Ce petit cube créé en Suisse, en 1887, par Julius Johannes Maggi est devenu un produit très populaire sur ce continent. Il s’en vend d’ailleurs plus en Afrique qu’en Europe. Les principaux pays consommateurs sont la Côte d’Ivoire, le Sénégal, le Congo et le Bénin. Les spécialistes estiment que dans ces pays, les femmes ne savent plus préparer les plats traditionnels sans avoir recours à la petite portion de « maggi ».

On peut considérer qu’il existe deux facteurs principaux à ce succès. Le premier, c’est un matraquage publicitaire incessant sur les ondes de radio, à la télé, mais également dans tous les petits commerces, même ceux qui sont les plus isolés. Le second élément est le faible coût de cet exhausteur de goût qui permet d’avoir la sensation de manger du poisson, de la volaille, des viandes rouges ou des légumes sans dépenser d’argent. Dans des familles où les ressources économiques sont très limitées, le bouillon en cube s’impose comme un séduisant compensateur. Toutes les couches sociales ont cependant cédé aux bouillons en cube.

Quels ingrédients ?

Si le bouillon en cube séduit les papilles qu’en est-il de l’estomac ? Que peuvent bien contenir ces produits miraculeux ? On y trouve pêle-mêle des ingrédients dont le nom est imprononçable : du glutamate monosodique, du guanylate disodique, de l’inosinate disodique et beaucoup d’autres exhausteurs de goût. Il faut noter que dans beaucoup de pays où la législation est permissive, le détail de ces ingrédients n’apparait pas sur l’emballage. Malgré tout, il y a une indication que l’on retrouve régulièrement sur ces emballages. C’est celle-ci :

« Ne salez pas, ce produit remplace le sel. »

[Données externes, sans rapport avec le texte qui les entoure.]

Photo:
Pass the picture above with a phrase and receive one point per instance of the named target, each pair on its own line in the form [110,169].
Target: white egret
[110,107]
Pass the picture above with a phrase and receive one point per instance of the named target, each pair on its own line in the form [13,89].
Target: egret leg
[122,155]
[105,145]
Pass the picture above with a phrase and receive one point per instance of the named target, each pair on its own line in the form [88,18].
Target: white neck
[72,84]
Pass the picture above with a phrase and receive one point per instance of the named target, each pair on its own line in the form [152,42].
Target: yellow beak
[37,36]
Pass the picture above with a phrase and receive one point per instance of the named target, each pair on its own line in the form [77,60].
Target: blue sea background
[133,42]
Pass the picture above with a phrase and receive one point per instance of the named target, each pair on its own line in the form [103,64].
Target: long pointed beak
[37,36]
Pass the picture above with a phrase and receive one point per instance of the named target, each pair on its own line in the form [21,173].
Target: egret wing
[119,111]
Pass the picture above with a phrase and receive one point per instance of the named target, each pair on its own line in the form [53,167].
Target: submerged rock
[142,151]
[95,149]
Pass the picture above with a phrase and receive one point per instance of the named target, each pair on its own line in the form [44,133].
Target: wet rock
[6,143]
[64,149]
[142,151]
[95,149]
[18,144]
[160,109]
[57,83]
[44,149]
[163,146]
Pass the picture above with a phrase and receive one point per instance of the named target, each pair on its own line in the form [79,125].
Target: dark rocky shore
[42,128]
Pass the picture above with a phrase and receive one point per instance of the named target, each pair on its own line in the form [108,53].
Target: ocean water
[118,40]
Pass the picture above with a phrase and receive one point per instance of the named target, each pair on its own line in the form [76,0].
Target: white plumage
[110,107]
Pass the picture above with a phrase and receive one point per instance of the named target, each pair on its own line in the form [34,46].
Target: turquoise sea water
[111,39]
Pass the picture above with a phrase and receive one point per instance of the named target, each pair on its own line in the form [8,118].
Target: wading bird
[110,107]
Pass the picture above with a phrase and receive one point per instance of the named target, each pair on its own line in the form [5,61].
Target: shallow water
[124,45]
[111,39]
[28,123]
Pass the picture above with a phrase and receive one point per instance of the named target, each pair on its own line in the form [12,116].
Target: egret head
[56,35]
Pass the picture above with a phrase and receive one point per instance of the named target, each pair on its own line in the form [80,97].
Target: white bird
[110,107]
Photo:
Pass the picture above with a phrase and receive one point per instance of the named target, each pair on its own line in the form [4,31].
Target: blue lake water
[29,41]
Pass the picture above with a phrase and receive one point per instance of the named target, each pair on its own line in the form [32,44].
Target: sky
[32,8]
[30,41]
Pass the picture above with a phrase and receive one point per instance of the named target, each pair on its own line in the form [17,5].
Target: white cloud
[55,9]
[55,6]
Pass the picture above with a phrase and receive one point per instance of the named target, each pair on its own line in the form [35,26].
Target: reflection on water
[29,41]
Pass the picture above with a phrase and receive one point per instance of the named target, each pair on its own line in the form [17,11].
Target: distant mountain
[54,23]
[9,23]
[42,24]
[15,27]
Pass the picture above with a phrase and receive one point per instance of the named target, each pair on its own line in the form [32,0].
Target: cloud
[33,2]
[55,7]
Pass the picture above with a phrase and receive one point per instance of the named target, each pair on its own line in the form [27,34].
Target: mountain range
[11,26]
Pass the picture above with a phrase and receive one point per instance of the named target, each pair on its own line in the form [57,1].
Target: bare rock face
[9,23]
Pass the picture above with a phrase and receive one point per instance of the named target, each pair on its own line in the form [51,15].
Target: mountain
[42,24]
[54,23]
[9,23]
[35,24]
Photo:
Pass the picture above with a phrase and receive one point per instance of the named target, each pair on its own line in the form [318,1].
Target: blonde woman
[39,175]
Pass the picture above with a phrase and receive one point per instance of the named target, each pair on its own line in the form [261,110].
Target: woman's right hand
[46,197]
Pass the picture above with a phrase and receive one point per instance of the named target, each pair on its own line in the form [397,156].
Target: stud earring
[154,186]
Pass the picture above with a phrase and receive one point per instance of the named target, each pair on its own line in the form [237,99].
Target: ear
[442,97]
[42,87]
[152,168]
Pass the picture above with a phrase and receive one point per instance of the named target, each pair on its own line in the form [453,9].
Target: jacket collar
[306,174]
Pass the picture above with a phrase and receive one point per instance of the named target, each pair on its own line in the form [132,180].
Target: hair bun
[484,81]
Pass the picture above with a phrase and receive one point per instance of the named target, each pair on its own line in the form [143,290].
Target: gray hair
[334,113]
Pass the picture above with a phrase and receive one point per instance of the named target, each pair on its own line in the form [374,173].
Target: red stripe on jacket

Une analyse du produit prouve que 100 gr de bouillon cube contiennent jusqu’à 60 gr de sel, voire plus pour selon la recette proposée.

Les risques pour la santé

De plus en plus de nutritionnistes africains tentent de s’opposer à l’usage excessif de ces produits. Au Mali, en 2010, un atelier consacré aux « Dangers liés aux additifs alimentaires » s’est tenu au Centre Intrenational de Conférence de Bamako. Il a regroupé des experts (vétérinaires, chercheurs universitaires, médecins…), mais aussi des représentants du ministère de la Santé, des laboratoires de santé, et des agences en charge de la sécurité des aliments. Leurs conclusions sont sans appel ; elles révèlent que les petits cubes séducteurs de palais peuvent provoquer des troubles cardiaques, de l’hypo ou de l’hypertension, des maladies gastriques, des troubles du comportement chez l’enfant, un gonflement de la prostate, la maladie de Parkinson ou celle d’Alzheimer… Ils peuvent aussi réduire la libido, déclencher des saignements et des infections uro-génitales.

Ce rapport n’a jamais été rendu public. On imagine que l’industrie agroalimentaire a su activer ses réseaux pour maîtriser les ministères. Pendant ce temps, la population africaine consomme de plus en plus d’exhausteurs de goût et abandonne son savoir-faire culinaire.